—»Oui ben, que je dis. J'ai beaucoup de lait, mon p'tiot profite; et je serions pas fâchée de m'met' queuque sous de côté pour l'élever, rapport à ce que nous sommes pas riches et que les temps sont durs.
—»Voulez-vous prendre mon enfant?
—»Volontiers, que je dis, si vous payez congrûment.
—»Je vous donnerai ce que vous voudrez, qu'alle dit.
—»C'est que, bonne dame, les enfants, ça fait avoir beaucoup de dérangement. Mettons trente francs par mois, le sucre et le savon en pus.
—»Ça me va, qu'alle répond. Tenez, voici deux mois payés d'avance.
»Et alle me tendait un billet de cent francs comme je te tends, à toi, ce morceau de pain. Je n'en croyais pas mes yeux. Je restais là, imbécile, sans oser toucher le billet qu'alle posa sur la tab'. Enfin l'estomac me revint. Je te pris dans mes bras; tu avais dans les cinq ou six mois, comme Nestor, mais t'étais plus menu et chéti'.»

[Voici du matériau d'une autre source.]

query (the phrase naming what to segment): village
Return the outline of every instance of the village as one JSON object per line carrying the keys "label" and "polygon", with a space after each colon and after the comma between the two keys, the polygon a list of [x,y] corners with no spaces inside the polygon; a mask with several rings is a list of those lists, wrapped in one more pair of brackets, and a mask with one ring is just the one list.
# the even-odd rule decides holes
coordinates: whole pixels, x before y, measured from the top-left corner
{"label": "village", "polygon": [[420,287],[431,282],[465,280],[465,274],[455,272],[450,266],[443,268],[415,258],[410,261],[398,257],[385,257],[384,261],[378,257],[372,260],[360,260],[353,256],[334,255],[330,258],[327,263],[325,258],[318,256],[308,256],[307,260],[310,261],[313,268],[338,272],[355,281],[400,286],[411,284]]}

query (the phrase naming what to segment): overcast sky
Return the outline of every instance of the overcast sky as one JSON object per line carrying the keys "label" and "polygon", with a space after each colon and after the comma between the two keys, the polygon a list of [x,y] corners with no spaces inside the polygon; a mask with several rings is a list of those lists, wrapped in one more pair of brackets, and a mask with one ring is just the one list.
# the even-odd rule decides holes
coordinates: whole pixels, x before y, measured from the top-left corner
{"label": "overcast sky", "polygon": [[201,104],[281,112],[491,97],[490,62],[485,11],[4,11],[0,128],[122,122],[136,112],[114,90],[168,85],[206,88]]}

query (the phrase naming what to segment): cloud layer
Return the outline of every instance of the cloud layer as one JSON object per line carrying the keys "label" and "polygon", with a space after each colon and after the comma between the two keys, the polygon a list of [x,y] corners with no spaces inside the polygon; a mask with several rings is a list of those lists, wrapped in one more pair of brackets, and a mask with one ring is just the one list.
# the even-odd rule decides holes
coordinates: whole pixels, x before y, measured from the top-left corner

—«Je reviendrai bientôt, qu'alle dit alors. Vous semblez être une brave femme, soignez ben mon Raymond, voici ses habits.—En même temps, elle jeta un paquet par terre et s'ensauva. Je la croyais loin et je regardais les chemises de fine toile garnies de broderies, les langes aussi doux que des mouchoirs de poche, lorsqu'elle revint, t'attrapa, se mit à t'embrasser comme une folle, pis repartit en courant. La portière claqua, la voiture disparut avant que j'aie pu comprendre ce qu'était arrivé. Jamais pus alle n'est revenue...
—»Alle est timbrée que je me pensais en mon par dedans. Ou ben c'est le mal au coeur de quitter son petiot qui lui fait batt' la berloque. Mais tout de même, alle semb' une bonne personne, généreuse, qui comprend les choses. Ah! ouiche! Ben bonne! De la crème tournée, quoi! Ben généreuse: cent francs pour te nourrir toute la vie, c'est payé en effet! Ah! la sans-coeur! Alle se débarrassait de toi pour pouvoir mieux faire la fête! La coquine! Alle se déchargeait su de pus pauv' qu'alle du soin de t'élever. Encore si alle avait laissé son adresse, si alle avait dit comment que tu t'appelais: mais ren pour te faire connaître, pas un mot d'écrit, pas un scapulaire, une médaille, une croix, comme y en a qui en ont, qu'on raconte. Jolie! En effet, alle était jolie, la misérab', la gueuse!»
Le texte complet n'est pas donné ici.